Thomas Bernhard n’est pas mort

un nouveau livre

Voici, après Mes prix littéraires, un deuxième livre posthume de Thomas Bernhard qui surgit en librairie en Allemagne, vingt ans après sa mort. Il s’agit de quatre récits parus dans des journaux que Bernhard voulait rassembler de son vivant, il en avait notamment parlé à son éditeur, Siegfried Unseld, puis, pris par l’écriture d’Anciens maîtres, l’achèvement d’Extinction et sa pièce de théâtre Place des héros, il n’avait pu réaliser ce projet éditorial.

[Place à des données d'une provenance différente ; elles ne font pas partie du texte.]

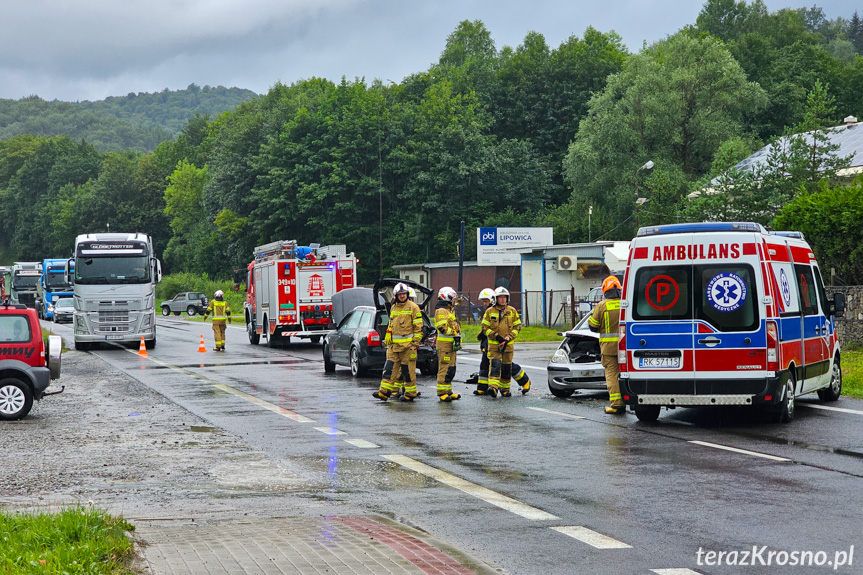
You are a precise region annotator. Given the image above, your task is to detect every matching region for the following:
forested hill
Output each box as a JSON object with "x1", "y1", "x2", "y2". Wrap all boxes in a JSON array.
[{"x1": 0, "y1": 84, "x2": 257, "y2": 152}]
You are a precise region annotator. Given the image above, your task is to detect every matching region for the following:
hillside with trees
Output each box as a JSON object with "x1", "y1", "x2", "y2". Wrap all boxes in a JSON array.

Avec ce livre est confirmée la place de Bernhard comme un de nos grands écrivains contemporains, considérablement plus contemporain que ne le sont nombre d’auteurs vivants. Dans le premier récit qui donne son titre au livre, Goethe schtirbt (soit Goethe meurt, mais mâtiné en allemand de l’accent autrichien, schtirbt au lieu de stirbt), c’est l’une des scènes inaugurales de la littérature allemande qui se trouve ébranlée : sur son lit de mort, le maître de Weimar demande qu’on fasse venir Wittgenstein d’Angleterre, et ses derniers mots n’auraient pas été Mehr Licht !(Plus de lumière !), mais : Mehr nicht ! (Pas plus !), propos qui auraient été « corrigés » par ses proches. Ainsi, c’est encore une figure d’ancien maître à laquelle s’attaque Bernhard, le maître par excellence de la littérature allemande.

Lecture ce matin du deuxième récit intitulé Montaigne : là, pas de distance ironique (Bernhard est plus cruel avec les peintres ou les écrivains qu’avec les philosophes), mais l’affirmation d’une adoration pour les Essais que le personnage du récit dérobe dans la bibliothèque de ses parents pour aller les lire dans l’obscurité d’une tour : « Montaigne a toujours été mon sauveur », peut-on lire, Montaigne figure centrale de cette « grande famille philosophique française » à laquelle Bernhard reconnaît à plusieurs reprises une dette infinie.